LakeTS corrects late or backfilled data automatically as long as the target window is still resident in Lakebase (chunk status active or tiered):

  • Late INSERTs and bulk COPY are caught by a statement-level trigger that flags the affected RollUp buckets; the next refresh re-aggregates only those buckets from Lakebase. Use COPY for bulk backfills — it's handled correctly even though it bypasses per-row triggers.
  • UPDATE/DELETE corrections to resident data flag their buckets via the per-row trigger and are likewise re-aggregated hot.
  • Tiering won't prematurely drop a backfilled chunk: a late write bumps the chunk's write position, and retention re-checks the durability gate at drop time, so the chunk defers until CDF has flushed the new data to Unity Catalog.

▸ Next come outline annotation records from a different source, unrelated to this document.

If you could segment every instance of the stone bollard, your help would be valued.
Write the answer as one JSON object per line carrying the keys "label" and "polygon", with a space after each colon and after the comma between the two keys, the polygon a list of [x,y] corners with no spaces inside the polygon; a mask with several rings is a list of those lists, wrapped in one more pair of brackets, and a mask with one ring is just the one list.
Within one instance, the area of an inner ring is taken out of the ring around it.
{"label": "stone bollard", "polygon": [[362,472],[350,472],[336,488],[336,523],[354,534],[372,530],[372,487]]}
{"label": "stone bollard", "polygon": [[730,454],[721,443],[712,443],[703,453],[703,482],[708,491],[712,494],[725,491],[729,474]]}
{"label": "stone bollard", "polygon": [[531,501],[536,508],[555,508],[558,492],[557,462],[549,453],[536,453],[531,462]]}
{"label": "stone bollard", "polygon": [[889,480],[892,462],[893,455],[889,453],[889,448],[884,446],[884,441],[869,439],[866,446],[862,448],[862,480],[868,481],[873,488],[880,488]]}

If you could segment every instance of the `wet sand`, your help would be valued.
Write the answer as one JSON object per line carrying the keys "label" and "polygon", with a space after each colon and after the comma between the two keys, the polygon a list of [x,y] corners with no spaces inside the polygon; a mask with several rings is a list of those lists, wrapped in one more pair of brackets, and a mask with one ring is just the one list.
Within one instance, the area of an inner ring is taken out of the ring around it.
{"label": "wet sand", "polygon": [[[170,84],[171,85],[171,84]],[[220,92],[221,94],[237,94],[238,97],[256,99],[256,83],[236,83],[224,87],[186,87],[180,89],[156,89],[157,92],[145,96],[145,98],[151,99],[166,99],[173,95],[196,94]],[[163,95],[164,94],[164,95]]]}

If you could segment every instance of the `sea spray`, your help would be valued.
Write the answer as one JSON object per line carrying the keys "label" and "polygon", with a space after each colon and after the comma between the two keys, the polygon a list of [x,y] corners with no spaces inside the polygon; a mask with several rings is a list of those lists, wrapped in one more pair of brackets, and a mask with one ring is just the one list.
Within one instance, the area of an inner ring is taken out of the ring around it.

RollUps refresh only from Lakebase-resident source data. Once a window has been dropped from Lakebase (status dropped, data only in Unity Catalog), its buckets are no longer re-aggregated — the RollUp keeps its last computed value. invalidate_rollup_range('<rollup>', '<from>', '<to>') silently skips buckets whose source partition has been dropped. Correct the data in the lakehouse if needed, but the RollUp will not reflect changes to source data that is no longer resident in Lakebase.

Best practices:

  • Size drop_after to your lateness window (above) so late data lands in a resident partition and is re-aggregated automatically before its source is dropped.
  • Avoid p_force on execute_retention unless you accept that un-validated data may not yet be in Unity Catalog — it bypasses the durability gate.
  • Watch show_tiering_status (cdf_status, caught_up, pending_chunks): if CDF lags, drops defer and the hot tier grows, but no data is lost.